O sucesso do Caen depende muito de quem chegar para reforçar, principalmente, a parte ofensiva

Que balanço faz destes primeiros meses em França?

Um dos pontos que me levou a vir foi, efetivamente, estar numa equipa profissional A. Outro foi experimentar o futebol francês e estar num nível de futebol europeu muito interessante. Além disso, também foi importante ter um amigo de longa data, como é o Rui Almeida, a convidar-me e a convencer-me a vir para este projeto. O futebol é universal, as diferenças não existem em muitas coisas, mas há uma cultura muito própria, de um futebol muito físico. 70 ou 75% dos jogadores são de colónias africanas ou franceses de origem africana, e isso dá, naturalmente, uma vertente física muito grande ao jogo. Eu tenho vários jogadores na minha equipa com 1,80m ou 1,90m. São velocíssimos, fortes, altos... É um futebol um pouco diferente do português. Diria que, como estamos numa segunda Liga, ainda que com o objetivo de subir, é um futebol mais francês, porque na Ligue 1 já há mais estrangeiros.

O treinador português pode contribuir para uma mudança nesse estilo de jogo?

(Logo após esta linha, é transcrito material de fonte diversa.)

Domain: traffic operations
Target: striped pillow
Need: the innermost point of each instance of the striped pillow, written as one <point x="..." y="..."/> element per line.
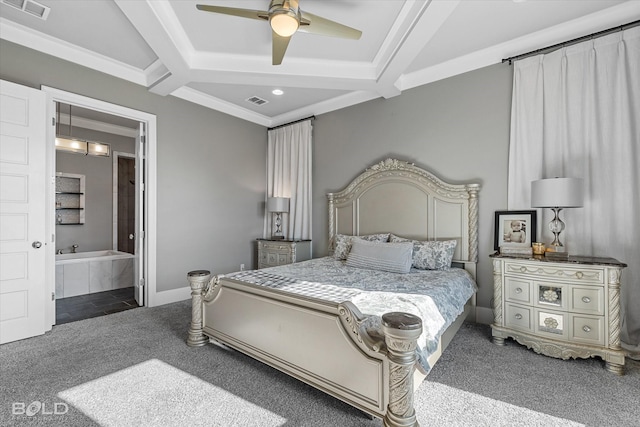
<point x="392" y="257"/>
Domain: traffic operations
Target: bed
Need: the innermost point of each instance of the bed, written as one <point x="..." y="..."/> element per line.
<point x="293" y="319"/>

Nós, portugueses, tentamo-nos adaptar dando uma lógica bastante mais tática do que aquilo que, por vezes, acontece noutras equipas. O Rui, que já está cá há muitos anos, sabe bem o que é preciso para vencer nesta Liga. A experiência tem sido muito positiva. Do ponto de vista desportivo, tivemos algumas baixas cruciais, porque a equipa tinha muitos jogadores com mercado de Ligue 1, e que acabaram por sair. É um clube que esteve durante vários anos na Ligue 1, e que desceu, com os problemas que daí advêm. Estamos a construir a equipa. O sucesso desta equipa depende muito de quem chegar para reforçar, principalmente, a parte ofensiva, porque aí não entraram jogadores ao nível que se exige para atacar esta Liga para subir. Esta Liga tem sete, oito ou nove equipas que podem perfeitamente subir de divisão, assim como várias que se podem descair e ficar perto de descer. Todos podem ganhar a todos.

Que objetivos foram traçados para esta época?

O objetivo é, sem dúvida, construir uma equipa para subir. Neste momento, é essa a perspetiva. Esperamos que o seja até 31 de agosto, porque ainda não o está. Estamos a trabalhar para isso, mas é preciso mais para podermos pensar verdadeiramente em subir. É um campeonato muito longo. É preciso ter armas e ainda não estamos com a equipa totalmente composta.